Dies wird natürlich der Fall sein, wenn die Gas-Richtlinie bald verabschiedet und nicht verzögert wird. (...) Kenner der „europäischen Quadrille“ meinen, dass das Thema bis nach den Wahlen im Mai für das Europaparlament - das auch das Sagen hat - aufgeschoben werden könnte. Während dieser Zeit könnte die russische Gazprom nach bewährter Praxis die Leitung ohne viel Lärm fertigstellen und sie frühzeitig noch vor Jahresende in Betrieb nehmen - in Wettlauf mit den europäischen Institutionen.“

„Hospodarske noviny“ (Prag):

„Im Kern besagt die geplante neue EU-Richtlinie, dass ein Erdgas-oder Erdöllieferant nicht zugleich die Pipeline besitzen darf. Das betrifft direkt das Projekt Nord Stream 2, was aus verständlichen Gründen Moskau nicht gefällt. Weniger verständlich ist die Haltung Berlins, das von Anfang an auf dem Standpunkt steht, dass Pipelines von Ost nach West eine rein kommerzielle Angelegenheit seien. (...) Zwar konnte der offene Streit zwischen Berlin und Paris über die neue EU-Richtlinie innerhalb von 24 Stunden mit einer Kompromissformel beigelegt werden, doch wird die Auseinandersetzung darüber weitergehen. Denn auch ein großer Teil der Abgeordneten im EU-Parlament übt deutliche Kritik an Nord Stream 2. Eines ist schon jetzt sicher: Derjenige Verhandlungspartner, der viel zerschlagenes Porzellan hinterlässt, ist Deutschland.“

„Sme“ (Bratislava):

„Die EU-Staaten haben sich auf eine „Kompromissversion der neuen Energie-Richtlinie“ geeinigt. Wenn diese Formulierung jemandem nichts sagt, dann genauer: „Kompromiss“ bedeutet die Ermöglichung des Baus von Nord Stream, also jener Erdgasleitung, die die Ukraine umgeht und damit zugleich auch für Polen und die Slowakei bedenklich unvorteilhaft ist. (...)

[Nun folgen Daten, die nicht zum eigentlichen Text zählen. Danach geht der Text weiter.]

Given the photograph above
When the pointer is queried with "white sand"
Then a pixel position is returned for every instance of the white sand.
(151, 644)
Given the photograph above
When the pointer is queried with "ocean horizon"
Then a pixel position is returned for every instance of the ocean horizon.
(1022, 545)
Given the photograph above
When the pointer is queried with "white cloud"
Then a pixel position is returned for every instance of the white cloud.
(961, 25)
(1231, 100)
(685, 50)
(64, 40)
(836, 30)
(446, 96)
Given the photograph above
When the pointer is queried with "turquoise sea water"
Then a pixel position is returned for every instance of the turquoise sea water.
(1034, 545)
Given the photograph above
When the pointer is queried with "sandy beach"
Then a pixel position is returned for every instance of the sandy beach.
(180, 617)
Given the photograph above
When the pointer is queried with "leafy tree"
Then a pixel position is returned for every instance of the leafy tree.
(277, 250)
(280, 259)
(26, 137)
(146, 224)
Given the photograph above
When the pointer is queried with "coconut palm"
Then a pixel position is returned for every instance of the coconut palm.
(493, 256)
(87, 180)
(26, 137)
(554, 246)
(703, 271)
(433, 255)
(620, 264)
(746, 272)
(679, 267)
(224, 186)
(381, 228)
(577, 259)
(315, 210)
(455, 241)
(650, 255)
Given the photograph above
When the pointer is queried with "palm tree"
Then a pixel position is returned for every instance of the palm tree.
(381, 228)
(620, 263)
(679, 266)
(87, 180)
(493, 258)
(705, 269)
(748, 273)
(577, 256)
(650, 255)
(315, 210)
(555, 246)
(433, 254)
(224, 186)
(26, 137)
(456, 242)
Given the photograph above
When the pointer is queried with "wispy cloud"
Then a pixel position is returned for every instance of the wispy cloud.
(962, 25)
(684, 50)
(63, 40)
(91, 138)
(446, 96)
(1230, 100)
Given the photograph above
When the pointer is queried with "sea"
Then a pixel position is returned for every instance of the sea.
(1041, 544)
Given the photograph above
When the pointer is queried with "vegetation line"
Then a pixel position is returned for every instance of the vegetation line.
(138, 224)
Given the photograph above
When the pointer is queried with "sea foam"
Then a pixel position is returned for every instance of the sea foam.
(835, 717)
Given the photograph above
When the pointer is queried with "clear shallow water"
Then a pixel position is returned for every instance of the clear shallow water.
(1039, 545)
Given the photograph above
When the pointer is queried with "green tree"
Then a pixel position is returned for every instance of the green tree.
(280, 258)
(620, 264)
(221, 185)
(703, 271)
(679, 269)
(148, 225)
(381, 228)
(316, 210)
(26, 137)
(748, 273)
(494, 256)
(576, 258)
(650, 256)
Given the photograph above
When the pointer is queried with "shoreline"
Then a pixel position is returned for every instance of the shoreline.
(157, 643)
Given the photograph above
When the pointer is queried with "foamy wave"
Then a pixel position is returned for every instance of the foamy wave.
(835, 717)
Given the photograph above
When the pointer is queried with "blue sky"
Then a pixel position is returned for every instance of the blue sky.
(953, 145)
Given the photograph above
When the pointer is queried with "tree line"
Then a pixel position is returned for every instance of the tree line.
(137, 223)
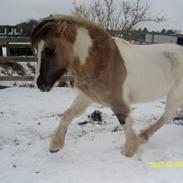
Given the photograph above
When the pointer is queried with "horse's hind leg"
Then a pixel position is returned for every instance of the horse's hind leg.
(174, 101)
(132, 142)
(78, 106)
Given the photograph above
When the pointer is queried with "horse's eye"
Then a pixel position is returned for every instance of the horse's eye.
(49, 51)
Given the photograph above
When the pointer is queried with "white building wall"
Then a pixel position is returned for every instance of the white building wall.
(160, 38)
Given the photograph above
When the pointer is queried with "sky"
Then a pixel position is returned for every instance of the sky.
(16, 11)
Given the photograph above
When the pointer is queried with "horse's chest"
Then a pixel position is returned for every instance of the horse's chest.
(97, 92)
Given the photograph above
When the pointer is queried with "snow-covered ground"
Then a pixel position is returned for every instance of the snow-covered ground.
(92, 151)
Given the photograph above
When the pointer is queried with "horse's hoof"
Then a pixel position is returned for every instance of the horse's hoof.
(54, 151)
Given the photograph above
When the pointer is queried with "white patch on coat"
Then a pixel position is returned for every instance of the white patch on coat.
(151, 71)
(39, 51)
(82, 44)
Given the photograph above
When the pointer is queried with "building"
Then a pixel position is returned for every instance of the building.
(157, 38)
(6, 30)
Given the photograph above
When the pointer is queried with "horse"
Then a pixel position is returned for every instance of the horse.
(108, 71)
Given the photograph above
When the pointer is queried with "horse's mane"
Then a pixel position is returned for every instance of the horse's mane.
(49, 25)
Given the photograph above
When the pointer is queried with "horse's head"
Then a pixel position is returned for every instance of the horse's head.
(54, 51)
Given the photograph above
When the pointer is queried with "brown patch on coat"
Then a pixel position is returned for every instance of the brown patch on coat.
(103, 74)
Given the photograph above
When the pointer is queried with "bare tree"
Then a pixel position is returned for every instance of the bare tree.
(123, 16)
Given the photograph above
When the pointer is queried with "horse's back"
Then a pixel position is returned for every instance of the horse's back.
(151, 70)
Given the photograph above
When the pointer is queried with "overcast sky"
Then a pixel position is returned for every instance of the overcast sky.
(16, 11)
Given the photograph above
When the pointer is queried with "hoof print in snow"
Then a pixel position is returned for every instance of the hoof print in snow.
(54, 151)
(96, 116)
(116, 129)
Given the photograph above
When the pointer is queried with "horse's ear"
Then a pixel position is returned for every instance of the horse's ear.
(62, 26)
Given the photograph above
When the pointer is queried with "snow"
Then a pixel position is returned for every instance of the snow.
(92, 151)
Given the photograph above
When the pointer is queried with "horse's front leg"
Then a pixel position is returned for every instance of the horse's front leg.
(78, 106)
(132, 141)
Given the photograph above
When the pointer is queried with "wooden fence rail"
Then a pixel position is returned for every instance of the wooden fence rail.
(18, 59)
(28, 59)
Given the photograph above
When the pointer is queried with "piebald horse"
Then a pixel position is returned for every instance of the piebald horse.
(108, 71)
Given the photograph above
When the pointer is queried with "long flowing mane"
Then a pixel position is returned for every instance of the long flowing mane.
(48, 25)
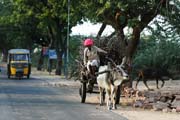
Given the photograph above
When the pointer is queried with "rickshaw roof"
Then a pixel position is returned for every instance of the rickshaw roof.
(18, 51)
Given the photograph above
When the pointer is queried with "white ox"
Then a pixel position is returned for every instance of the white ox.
(109, 79)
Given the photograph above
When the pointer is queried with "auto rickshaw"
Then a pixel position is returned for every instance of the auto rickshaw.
(18, 63)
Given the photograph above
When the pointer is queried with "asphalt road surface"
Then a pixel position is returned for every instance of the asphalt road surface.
(30, 99)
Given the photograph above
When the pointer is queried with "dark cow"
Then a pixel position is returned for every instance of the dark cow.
(152, 73)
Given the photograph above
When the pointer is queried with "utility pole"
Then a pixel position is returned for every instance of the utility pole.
(67, 44)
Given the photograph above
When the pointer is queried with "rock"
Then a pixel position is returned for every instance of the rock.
(138, 103)
(160, 105)
(178, 109)
(166, 110)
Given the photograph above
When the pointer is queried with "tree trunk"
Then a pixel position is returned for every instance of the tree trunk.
(41, 61)
(5, 55)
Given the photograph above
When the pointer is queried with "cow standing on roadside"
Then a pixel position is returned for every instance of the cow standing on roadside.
(152, 73)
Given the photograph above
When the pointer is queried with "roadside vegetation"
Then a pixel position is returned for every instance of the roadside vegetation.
(36, 24)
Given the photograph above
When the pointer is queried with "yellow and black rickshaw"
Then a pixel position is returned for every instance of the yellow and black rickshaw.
(18, 63)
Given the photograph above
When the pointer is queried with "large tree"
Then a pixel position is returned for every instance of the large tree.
(134, 14)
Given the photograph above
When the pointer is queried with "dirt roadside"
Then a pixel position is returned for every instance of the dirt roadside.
(126, 111)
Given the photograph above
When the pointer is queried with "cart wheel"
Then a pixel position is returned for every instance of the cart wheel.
(28, 76)
(118, 95)
(8, 76)
(82, 92)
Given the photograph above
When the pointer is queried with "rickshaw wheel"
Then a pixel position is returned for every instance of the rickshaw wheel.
(82, 92)
(9, 76)
(28, 76)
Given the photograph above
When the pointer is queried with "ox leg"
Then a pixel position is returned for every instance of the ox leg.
(101, 96)
(162, 83)
(114, 92)
(157, 83)
(108, 93)
(145, 83)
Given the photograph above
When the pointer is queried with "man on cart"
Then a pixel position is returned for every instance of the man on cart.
(91, 60)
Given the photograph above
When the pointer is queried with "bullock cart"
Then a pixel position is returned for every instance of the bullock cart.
(89, 82)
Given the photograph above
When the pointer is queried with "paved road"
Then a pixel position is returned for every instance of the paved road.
(32, 99)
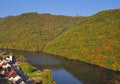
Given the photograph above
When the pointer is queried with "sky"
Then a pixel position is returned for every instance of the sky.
(56, 7)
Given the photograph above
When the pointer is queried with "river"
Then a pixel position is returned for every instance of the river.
(66, 71)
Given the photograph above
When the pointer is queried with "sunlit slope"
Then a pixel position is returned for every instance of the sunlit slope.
(31, 31)
(95, 41)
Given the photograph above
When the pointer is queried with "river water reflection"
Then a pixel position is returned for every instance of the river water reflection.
(71, 72)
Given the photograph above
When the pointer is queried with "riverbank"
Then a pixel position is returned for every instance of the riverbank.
(32, 72)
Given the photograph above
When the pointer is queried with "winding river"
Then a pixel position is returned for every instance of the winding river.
(70, 72)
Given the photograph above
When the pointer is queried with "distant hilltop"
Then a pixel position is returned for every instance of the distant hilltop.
(94, 39)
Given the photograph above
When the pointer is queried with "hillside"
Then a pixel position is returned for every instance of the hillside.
(31, 31)
(95, 41)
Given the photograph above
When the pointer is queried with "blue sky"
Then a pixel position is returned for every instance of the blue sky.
(56, 7)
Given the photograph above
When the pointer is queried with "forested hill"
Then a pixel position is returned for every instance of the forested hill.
(31, 31)
(95, 41)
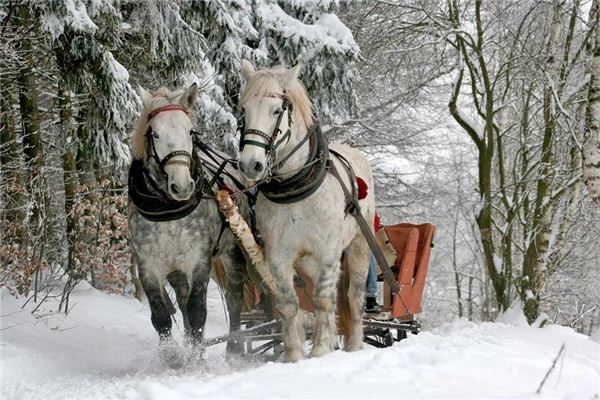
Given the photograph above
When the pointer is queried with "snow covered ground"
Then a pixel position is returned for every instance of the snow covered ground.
(105, 349)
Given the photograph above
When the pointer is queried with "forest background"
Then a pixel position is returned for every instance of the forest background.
(481, 117)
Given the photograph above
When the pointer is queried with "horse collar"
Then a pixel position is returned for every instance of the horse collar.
(307, 180)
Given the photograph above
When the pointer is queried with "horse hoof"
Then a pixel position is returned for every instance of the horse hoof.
(170, 354)
(293, 356)
(353, 346)
(234, 347)
(319, 351)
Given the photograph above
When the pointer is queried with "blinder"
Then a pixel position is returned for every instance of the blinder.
(162, 163)
(271, 143)
(152, 147)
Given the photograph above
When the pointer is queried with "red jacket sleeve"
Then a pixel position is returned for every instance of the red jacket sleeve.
(377, 222)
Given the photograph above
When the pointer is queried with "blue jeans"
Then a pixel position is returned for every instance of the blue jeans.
(372, 277)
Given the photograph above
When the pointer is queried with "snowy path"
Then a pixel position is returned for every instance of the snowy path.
(105, 349)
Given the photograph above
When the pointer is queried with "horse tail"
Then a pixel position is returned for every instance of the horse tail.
(344, 317)
(219, 274)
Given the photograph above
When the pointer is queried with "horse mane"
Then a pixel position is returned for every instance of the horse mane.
(269, 81)
(161, 97)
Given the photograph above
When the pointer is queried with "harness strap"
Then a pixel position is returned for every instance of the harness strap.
(353, 208)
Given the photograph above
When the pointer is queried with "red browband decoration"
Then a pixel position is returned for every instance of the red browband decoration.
(170, 107)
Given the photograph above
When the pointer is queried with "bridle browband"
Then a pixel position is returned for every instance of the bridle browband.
(271, 143)
(150, 139)
(306, 179)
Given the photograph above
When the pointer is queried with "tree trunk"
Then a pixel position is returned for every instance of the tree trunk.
(14, 207)
(535, 262)
(28, 105)
(591, 149)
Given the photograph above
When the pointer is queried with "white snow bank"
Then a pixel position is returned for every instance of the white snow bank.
(105, 349)
(513, 316)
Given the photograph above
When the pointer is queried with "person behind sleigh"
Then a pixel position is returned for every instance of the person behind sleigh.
(371, 305)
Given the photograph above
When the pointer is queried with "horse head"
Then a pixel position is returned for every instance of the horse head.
(277, 113)
(164, 140)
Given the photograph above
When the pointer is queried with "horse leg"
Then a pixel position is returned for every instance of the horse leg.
(286, 303)
(358, 267)
(324, 301)
(179, 283)
(234, 262)
(197, 301)
(161, 318)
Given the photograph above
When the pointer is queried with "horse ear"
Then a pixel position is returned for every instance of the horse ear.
(188, 99)
(247, 70)
(146, 96)
(292, 73)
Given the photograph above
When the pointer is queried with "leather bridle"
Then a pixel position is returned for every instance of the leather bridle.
(271, 143)
(152, 147)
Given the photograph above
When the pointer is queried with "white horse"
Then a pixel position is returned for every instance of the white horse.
(175, 228)
(311, 230)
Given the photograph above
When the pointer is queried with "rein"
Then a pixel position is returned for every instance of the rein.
(271, 143)
(150, 140)
(149, 199)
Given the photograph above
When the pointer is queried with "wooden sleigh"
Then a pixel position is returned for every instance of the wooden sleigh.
(412, 244)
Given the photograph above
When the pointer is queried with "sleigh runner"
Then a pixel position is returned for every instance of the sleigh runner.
(407, 248)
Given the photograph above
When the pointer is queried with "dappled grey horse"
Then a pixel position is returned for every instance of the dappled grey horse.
(175, 227)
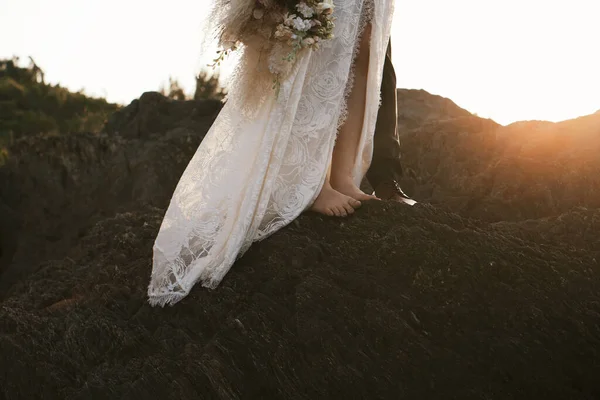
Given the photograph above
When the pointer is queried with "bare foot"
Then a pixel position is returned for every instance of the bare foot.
(348, 188)
(330, 202)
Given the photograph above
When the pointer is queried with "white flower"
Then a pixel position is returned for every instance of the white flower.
(305, 10)
(325, 7)
(301, 25)
(288, 19)
(308, 42)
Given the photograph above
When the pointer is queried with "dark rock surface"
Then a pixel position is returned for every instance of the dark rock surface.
(492, 292)
(483, 170)
(57, 187)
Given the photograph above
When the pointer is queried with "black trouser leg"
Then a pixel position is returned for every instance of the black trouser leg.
(386, 152)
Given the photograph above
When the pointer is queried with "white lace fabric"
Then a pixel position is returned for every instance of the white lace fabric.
(259, 168)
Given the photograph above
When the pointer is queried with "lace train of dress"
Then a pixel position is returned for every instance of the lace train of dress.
(254, 174)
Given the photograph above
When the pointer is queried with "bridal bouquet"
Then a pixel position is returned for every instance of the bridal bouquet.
(281, 29)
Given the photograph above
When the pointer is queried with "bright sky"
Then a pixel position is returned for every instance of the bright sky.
(504, 59)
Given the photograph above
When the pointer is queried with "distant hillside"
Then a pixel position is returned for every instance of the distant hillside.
(29, 106)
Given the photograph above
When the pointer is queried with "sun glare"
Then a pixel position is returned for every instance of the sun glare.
(507, 60)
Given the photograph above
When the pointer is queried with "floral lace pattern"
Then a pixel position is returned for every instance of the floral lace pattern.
(259, 168)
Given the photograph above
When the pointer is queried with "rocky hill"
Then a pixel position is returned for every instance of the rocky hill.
(489, 288)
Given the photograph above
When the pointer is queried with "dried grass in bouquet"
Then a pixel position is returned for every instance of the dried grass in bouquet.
(271, 34)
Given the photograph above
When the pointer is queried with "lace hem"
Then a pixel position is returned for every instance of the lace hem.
(368, 9)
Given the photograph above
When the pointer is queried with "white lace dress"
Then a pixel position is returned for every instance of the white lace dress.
(255, 173)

Man muss klar sehen: Wenn einmal diese Röhre im Norden in Betrieb ist, wird (der russische Präsident Wladimir) Putin immer seine Erpresserkarte eines völligen Stopps der Gaslieferungen an die Ukraine im Kartenstapel haben. Denn die Lieferungen an Deutschland sind ja dann nicht mehr gefährdet, sondern lassen sich leicht umlenken. Man kann das auch so sehen, dass (die deutsche Bundeskanzlerin Angela) Merkel zwar Putin in anderen Fällen nichts glaubt, bei Nord Stream aber ruhig seinen Zusicherungen vertraut. (...)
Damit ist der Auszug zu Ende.